The sharp and apparently impossible contrasts, the magic illusions of color made it a land of remote enchantment, even to the most unimaginative. And to Hanson the world outside became as unreal as a dream that is past. Here was beauty, and the wide, free spaces of nature, where every law of man seemed puny, ineffectual and void. In this unbounded, uncharted freedom the shackles of conventionality fell from him. Here was life and here was love. He was a primitive man, and here, before him in visible form, stood the world's desire. Barriers there were none. A man and woman, both as vital as the morning, and love between them. The craving heart of the eternal man rose up in Hanson, imperatively urging him to claim his own.

He drew his hand across his brow almost dazedly. "Whew!" he muttered, "I kind of remember when I was a kid that my mother used to tell me about the Garden of Eden. I thought it was a pipe dream, but, George! it's true—it's true, and I can't quite believe it."

The Pearl stood leaning against a great palm tree. She seemed hardly to hear him. Her eyes were on the waving, shimmering horizon line of the desert. Her face held a sort of wistful dreaming.

"'The Garden of Eden!'" she repeated. "I've heard of it, too. It was a place where you were always happy, but"—still wistfully—"I haven't found that place yet." She turned her vaguely troubled eyes on him and then sighed and drooped against the tree.

"You can have things as you please, if you'll come to me." His speech was rapid, hard-breathing; it was as if he hardly knew what he was saying, but was talking merely to relieve the tension. "I'm boss and I can manage that you shall dance when you please, and come back here for a little breathing spell whenever you want.

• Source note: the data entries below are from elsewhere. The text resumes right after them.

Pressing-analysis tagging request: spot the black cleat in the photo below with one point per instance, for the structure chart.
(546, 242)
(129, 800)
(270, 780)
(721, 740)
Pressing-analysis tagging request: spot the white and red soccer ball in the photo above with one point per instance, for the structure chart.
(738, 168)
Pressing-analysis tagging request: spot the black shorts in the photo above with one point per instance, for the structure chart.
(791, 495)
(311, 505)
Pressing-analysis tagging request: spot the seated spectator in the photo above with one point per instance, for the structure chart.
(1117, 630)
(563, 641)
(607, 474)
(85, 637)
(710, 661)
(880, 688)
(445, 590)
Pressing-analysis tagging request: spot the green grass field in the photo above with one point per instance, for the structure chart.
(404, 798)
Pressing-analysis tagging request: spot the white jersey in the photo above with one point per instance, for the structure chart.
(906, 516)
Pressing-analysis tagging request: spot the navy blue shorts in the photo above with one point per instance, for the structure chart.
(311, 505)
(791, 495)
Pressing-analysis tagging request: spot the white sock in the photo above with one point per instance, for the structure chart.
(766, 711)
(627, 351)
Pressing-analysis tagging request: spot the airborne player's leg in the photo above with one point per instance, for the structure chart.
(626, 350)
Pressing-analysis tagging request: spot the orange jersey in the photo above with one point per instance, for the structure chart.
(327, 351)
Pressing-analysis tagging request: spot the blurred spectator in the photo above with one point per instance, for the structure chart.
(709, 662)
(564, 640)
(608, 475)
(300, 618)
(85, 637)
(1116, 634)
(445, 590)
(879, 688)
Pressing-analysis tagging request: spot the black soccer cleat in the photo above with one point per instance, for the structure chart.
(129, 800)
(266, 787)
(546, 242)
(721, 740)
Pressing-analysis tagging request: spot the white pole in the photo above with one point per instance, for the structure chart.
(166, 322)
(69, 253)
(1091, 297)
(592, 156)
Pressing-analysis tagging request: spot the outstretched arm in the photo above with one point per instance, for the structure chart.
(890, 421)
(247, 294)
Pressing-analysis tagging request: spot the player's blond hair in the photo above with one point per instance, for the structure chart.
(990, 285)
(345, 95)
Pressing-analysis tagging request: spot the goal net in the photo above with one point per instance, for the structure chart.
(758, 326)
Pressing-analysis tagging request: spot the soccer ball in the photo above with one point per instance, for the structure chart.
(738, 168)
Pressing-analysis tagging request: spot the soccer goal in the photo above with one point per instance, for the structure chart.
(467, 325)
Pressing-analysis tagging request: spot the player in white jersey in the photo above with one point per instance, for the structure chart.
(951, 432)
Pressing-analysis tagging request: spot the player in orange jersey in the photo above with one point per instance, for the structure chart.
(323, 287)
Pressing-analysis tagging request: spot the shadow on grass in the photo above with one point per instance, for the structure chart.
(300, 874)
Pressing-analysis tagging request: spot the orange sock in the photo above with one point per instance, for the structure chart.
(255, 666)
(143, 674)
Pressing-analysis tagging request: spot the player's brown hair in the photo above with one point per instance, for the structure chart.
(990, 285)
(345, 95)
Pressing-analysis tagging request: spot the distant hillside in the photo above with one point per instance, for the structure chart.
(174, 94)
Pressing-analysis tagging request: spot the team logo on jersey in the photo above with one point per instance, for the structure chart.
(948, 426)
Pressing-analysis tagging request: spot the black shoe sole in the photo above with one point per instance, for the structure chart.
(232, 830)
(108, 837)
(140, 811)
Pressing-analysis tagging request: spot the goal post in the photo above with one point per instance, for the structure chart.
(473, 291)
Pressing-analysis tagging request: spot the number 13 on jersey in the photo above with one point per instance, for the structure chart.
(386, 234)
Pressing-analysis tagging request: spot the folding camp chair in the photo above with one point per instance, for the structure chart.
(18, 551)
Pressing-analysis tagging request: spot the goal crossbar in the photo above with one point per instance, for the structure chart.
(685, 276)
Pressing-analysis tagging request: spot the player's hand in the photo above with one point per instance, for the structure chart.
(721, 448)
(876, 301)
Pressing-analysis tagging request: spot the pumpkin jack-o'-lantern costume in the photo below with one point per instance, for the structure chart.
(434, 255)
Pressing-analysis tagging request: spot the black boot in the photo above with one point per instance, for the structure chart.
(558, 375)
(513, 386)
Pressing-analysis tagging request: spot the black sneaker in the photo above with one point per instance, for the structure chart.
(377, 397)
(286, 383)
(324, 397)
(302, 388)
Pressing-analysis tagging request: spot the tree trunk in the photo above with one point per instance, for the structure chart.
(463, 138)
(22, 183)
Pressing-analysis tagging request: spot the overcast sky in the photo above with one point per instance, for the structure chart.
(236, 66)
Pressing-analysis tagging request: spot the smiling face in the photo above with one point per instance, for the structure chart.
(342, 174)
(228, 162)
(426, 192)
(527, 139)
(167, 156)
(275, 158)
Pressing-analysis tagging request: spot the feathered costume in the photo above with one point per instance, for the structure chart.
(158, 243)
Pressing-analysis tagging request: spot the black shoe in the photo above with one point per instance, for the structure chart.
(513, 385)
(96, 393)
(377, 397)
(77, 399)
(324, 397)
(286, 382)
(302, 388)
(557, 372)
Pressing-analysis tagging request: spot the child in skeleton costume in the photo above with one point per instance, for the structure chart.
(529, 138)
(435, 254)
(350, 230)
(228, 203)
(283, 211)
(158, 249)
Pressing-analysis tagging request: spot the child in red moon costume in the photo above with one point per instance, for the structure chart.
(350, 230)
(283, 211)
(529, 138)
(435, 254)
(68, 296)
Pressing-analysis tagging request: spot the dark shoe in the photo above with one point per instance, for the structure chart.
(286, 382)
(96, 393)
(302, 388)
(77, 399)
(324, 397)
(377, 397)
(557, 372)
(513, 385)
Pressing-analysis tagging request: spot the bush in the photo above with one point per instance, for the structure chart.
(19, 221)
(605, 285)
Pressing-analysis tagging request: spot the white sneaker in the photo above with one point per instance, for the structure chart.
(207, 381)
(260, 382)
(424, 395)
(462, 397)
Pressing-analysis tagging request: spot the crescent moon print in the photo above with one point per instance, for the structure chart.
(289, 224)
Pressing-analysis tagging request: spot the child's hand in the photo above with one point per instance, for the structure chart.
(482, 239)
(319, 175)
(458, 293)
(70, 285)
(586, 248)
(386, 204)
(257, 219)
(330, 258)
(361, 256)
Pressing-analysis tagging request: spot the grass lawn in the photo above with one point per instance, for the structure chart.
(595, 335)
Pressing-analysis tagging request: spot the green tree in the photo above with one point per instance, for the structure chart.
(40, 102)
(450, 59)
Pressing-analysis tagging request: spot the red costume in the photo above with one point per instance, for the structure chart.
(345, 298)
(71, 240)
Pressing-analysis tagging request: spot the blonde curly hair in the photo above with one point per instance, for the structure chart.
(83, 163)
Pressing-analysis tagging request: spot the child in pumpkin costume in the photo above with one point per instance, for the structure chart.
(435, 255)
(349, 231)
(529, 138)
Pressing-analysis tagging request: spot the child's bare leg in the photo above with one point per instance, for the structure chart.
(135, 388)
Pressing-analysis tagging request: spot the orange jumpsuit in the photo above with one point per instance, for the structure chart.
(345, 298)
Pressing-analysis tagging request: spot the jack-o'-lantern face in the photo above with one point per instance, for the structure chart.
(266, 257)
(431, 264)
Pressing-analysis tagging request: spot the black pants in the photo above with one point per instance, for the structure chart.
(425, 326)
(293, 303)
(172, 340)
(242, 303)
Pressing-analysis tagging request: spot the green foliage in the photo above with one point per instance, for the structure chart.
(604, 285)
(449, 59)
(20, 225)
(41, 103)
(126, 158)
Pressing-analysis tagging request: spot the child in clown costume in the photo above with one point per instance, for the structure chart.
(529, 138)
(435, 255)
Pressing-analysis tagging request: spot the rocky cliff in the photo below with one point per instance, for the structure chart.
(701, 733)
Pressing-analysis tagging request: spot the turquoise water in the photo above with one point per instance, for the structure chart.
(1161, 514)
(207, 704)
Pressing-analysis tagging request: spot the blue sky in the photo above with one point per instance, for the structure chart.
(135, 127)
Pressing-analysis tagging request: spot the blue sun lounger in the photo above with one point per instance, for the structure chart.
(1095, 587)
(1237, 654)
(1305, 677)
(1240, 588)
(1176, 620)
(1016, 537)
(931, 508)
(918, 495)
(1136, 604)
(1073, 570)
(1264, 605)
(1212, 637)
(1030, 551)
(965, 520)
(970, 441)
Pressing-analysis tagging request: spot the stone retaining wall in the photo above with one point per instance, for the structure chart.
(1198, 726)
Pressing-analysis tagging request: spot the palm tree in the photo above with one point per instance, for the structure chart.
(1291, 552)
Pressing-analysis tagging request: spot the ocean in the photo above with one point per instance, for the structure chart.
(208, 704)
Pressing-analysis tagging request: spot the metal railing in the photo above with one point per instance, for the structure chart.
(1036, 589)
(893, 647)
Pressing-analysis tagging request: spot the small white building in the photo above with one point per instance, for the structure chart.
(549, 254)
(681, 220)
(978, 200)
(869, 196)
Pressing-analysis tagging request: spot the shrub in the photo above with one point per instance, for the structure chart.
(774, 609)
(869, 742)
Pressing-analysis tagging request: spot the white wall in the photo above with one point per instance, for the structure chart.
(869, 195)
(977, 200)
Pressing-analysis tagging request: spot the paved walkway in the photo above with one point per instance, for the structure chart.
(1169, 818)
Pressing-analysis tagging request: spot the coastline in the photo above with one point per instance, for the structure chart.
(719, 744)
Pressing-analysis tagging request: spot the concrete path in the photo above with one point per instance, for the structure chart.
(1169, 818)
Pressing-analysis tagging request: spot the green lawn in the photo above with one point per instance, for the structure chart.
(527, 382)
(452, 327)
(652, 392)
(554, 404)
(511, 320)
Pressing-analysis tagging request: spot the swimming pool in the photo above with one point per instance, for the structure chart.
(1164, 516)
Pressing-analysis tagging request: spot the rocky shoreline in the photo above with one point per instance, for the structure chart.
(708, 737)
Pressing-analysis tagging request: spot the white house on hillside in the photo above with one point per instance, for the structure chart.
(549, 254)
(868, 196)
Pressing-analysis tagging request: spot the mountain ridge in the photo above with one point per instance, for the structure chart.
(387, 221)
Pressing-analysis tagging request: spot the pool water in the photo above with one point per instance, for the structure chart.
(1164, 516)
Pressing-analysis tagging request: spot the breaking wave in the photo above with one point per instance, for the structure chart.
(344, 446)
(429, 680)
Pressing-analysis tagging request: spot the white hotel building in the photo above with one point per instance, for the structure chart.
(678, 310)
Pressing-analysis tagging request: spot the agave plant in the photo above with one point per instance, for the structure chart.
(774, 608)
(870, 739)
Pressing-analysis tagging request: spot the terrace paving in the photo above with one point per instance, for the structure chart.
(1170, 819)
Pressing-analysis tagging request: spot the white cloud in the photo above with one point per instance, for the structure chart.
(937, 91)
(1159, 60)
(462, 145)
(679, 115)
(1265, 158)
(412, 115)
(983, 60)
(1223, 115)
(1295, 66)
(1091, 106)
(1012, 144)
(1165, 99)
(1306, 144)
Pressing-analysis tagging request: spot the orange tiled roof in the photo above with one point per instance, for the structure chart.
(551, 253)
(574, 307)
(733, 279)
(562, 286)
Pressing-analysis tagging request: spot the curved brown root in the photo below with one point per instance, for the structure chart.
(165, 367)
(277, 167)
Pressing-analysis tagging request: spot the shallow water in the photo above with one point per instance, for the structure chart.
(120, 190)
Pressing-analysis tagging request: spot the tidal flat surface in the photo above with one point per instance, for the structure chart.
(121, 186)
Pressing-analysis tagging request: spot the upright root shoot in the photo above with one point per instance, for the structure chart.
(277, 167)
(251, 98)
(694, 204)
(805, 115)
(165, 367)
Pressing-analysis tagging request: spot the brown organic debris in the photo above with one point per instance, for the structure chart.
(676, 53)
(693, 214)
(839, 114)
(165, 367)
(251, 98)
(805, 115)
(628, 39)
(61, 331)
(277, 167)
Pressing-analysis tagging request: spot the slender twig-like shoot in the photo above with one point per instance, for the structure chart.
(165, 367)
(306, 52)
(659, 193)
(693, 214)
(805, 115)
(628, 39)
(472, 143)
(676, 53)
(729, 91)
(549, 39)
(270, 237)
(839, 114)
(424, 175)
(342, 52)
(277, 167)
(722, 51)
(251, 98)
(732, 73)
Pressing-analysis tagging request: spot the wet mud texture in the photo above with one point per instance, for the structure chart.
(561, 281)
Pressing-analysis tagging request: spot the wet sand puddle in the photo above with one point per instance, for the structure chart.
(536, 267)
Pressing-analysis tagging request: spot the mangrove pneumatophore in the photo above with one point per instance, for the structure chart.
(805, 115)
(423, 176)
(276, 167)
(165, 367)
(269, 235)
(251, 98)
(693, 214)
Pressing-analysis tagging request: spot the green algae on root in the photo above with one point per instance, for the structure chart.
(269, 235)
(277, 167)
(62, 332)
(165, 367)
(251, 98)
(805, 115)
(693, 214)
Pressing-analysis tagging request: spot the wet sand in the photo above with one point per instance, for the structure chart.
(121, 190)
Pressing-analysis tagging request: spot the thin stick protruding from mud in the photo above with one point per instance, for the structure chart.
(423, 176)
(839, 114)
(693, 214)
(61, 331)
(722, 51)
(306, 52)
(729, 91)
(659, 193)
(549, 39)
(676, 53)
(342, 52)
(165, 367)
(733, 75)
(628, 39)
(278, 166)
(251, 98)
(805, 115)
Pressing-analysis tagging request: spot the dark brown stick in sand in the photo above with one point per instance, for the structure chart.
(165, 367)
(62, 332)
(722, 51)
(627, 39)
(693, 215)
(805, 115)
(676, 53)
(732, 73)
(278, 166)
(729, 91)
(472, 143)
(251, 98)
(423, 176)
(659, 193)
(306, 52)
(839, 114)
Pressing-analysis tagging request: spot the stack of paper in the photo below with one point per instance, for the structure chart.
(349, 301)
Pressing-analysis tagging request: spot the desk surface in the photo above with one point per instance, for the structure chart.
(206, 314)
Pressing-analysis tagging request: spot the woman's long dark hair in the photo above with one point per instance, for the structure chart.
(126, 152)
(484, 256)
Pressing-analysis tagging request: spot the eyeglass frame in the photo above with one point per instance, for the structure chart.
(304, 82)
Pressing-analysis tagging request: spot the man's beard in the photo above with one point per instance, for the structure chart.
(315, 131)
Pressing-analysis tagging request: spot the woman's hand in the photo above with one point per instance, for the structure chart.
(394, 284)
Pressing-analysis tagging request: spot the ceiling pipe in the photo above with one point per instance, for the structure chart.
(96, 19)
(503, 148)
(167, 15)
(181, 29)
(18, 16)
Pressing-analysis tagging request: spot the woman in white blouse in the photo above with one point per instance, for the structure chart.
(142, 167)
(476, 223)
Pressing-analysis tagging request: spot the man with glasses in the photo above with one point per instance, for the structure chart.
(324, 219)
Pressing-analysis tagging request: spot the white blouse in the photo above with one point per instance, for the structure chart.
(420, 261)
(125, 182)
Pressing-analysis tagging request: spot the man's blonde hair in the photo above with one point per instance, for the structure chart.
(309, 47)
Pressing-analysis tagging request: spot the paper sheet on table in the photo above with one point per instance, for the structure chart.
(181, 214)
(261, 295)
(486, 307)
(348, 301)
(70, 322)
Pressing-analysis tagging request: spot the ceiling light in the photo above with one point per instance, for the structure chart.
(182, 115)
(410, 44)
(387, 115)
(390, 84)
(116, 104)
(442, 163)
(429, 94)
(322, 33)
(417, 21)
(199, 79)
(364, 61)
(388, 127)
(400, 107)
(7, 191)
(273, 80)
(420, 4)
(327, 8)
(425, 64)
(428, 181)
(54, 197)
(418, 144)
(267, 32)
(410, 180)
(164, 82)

But," with an impatient gesture, "I ain't here to talk business. That's what I came to Paloma for—business. That's all I was before I met you, just a cold, hard business proposition. I guess I was pretty hard-headed. They seemed to think so in my line, anyway. I thought I knew it all." He gave a short laugh. "I'm not so young. I thought I knew life pretty well—had kind of wore it out, in fact. I thought I'd loved more than one woman; but I know now that I've never loved, never lived before, that I've just woke up, here in this Garden of Eden.

"Pearl," the beads of sweat stood out on his brow, "I ain't made you out. I know you're one thing one hour and another the next. I'm no vain boy. I can't tell whether you've been drawing me on one minute and holding me back the next just because you got to annex the scalp of every man your sweet eyes fall on. That's all right, honey, I ain't blaming you; but there's been moments lately, Pearl, when I've thought that maybe you might care, moments when I been plumb crazy with joy. You ain't let 'em last very long, honey," with a strained smile, "but they most made up for the black question mark that came after 'em." He drew out his handkerchief and wiped his wet brow with a trembling hand.

She threw back her head and smiled into his eyes through her narrowed lids. She held out her hands to him; and with one step Hanson lifted her clear off the ground, gathering her up in his arms, holding her against his heart and kissing her scarlet mouth.

And she wound her arms about his neck and returned those kisses.

"Put me down," she said at last, and Hanson did so, although he still held her close to his heart with one arm.

"Pearl!" he cried aloud, and it was like some strong affirmation of life. He lifted his eyes, bold and unafraid, as an eagle's, to the sun-flooded, brazen, blue heavens. Time stood still. He had drunk at a new fountain—love, and, although his thirst was still unquenched, he was eternal youth. The heart of life breathed through him. He looked upon the sky, a man unconquered, unbeaten, undaunted by life. He was its master. Did she ask the snow peaks yonder? He would gather them as footstools for her little feet. Was it gold she desired? It should be as dust for her hands to scatter to the winds. Was it name, place, state, she asked? They should be plucked forthwith from a supine world and offered her as a nosegay.